DeepSeek’s release of a new Artificial Intelligence chatbot has prompted the loss on the US stock market of $1trillion overnight, as investors lost confidence in Western dominance in the AI sector.
DeepSeek is an artificial intelligence company which develops open-source large language models. Based in Hangzhou, it is owned and solely funded by the Chinese hedge fund High-Flyer.
In April 2023, High-Flyer started an artificial general intelligence lab dedicated to researching and developing AI tools. In May 2023, with High-Flyer as one of the investors, the lab became its own company, DeepSeek.
The tech firm launched its AI chatbot, DeepSeek-R1, in January to compete with OpenAI, Google and Meta. It promises high performance using less advanced hardware.
Its recent model was developed for £4.8million, a fraction of the approximately £80million spent by competitors. It also requires 11 times fewer processing hours.
“DeepSeek shows that it is possible to develop powerful AI models that cost less”, said Vey-Sern Ling, managing director at Union Bancaire Privee.
DeepSeek’s bot claims to offer transparency by showing the reasoning behind answers but it has been claimed that the official API version of R1 uses censorship mechanisms for topics considered politically sensitive for the Chinese Government.
For example, the chatbot reportedly refuses to answer questions about the 1989 Tiananmen Square protests and massacre, the persecution of Uyghurs, or human rights in China.
Sometimes, it will generate an answer but delete it shortly afterwards and replace it with a message such as: “Sorry, that’s beyond my current scope. Let’s talk about something else.”
When tested by NBC, the chatbot described Taiwan, a self-ruling island democracy, as “an inalienable part of China’s territory”.
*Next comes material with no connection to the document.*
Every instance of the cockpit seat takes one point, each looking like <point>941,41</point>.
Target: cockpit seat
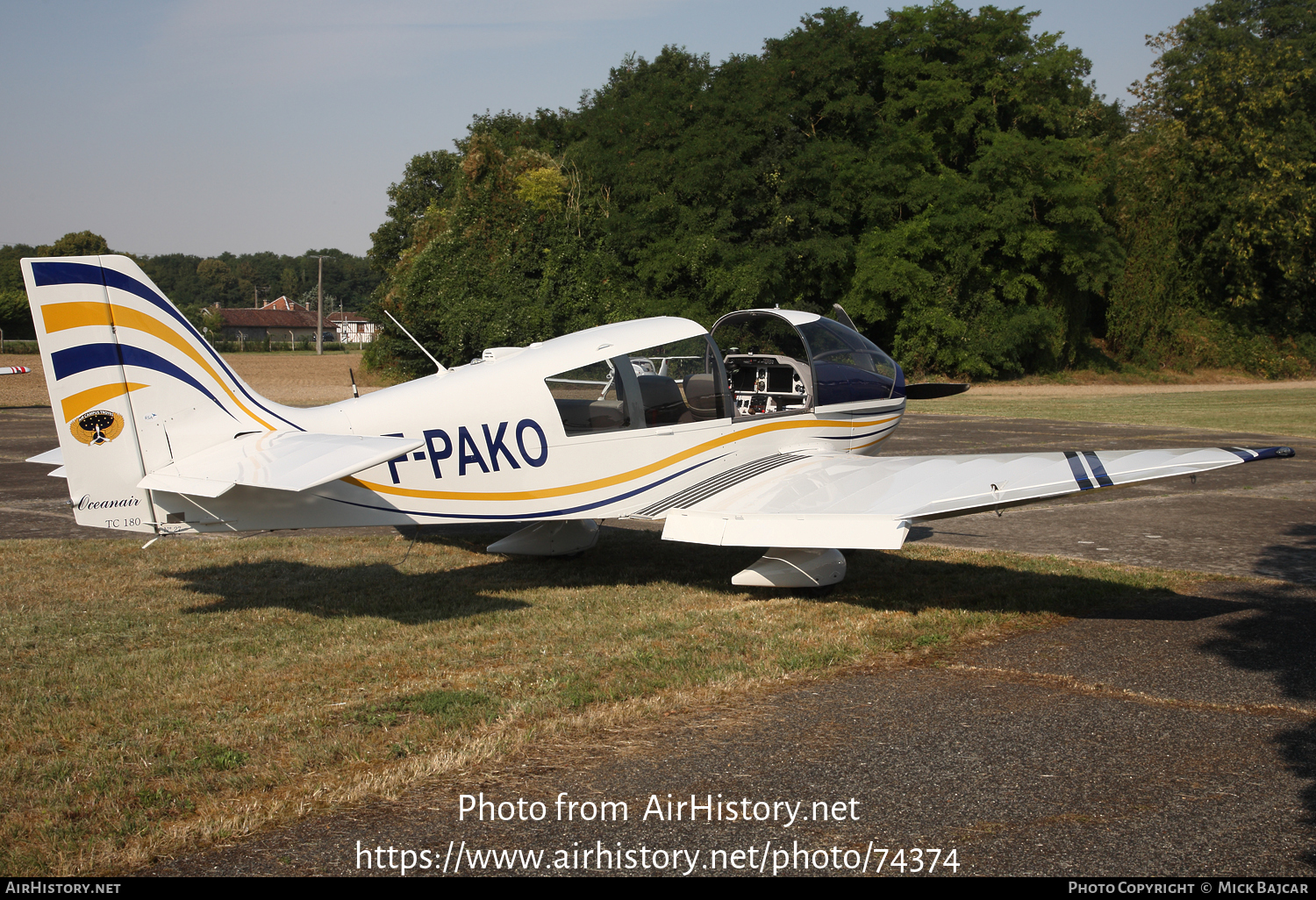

It stated: “We firmly oppose any form of ‘Taiwan independence’ separatist activities and are committed to achieving the complete reunification of the motherland through peaceful means.” Beijing’s position is that Taiwan is a breakaway region of China and has the goal to “reunify” it with the rest of the country.
The app has surged on the app store charts, surpassing ChatGPT today (January 27), and it has been downloaded nearly two million times.
DeepSeek-R1’s launch sent shockwaves through markets, particularly in the tech sector. The S&P 500 fell by 1.4%, and the tech-heavy Nasdaq by 2.3%. Meta and Google’s parent company Alphabet were also down.
Nvidia, the leading supplier of AI chips, whose stock more than doubled in each of the past two years, fell 12%. Competitors Marvell, Broadcom, Micron and TSMC all fell sharply, too. Oracle, Vertiv, Constellation, NuScale and other data centre companies tumbled.
Marc Andreessen, a supporter of President Donald Trump and tech investor, called DeepSeek “one of the most amazing and impressive breakthroughs I’ve ever seen,” on X (formerly Twitter).
This comes after Meta said it would spend upward of $65billion this year on AI development. The CEO of OpenAI said the industry would need trillions of dollars to develop the chips needed to power the electricity-hungry data centres that run the sector’s models.
“The bottom line is the US outperformance has been driven by tech and the lead that US companies have in AI,” said Keith Lerner, analyst at Truist.
“The DeepSeek model rollout is leading investors to question the lead that US companies have and how much is being spent and whether that spending will lead to profits (or overspending).”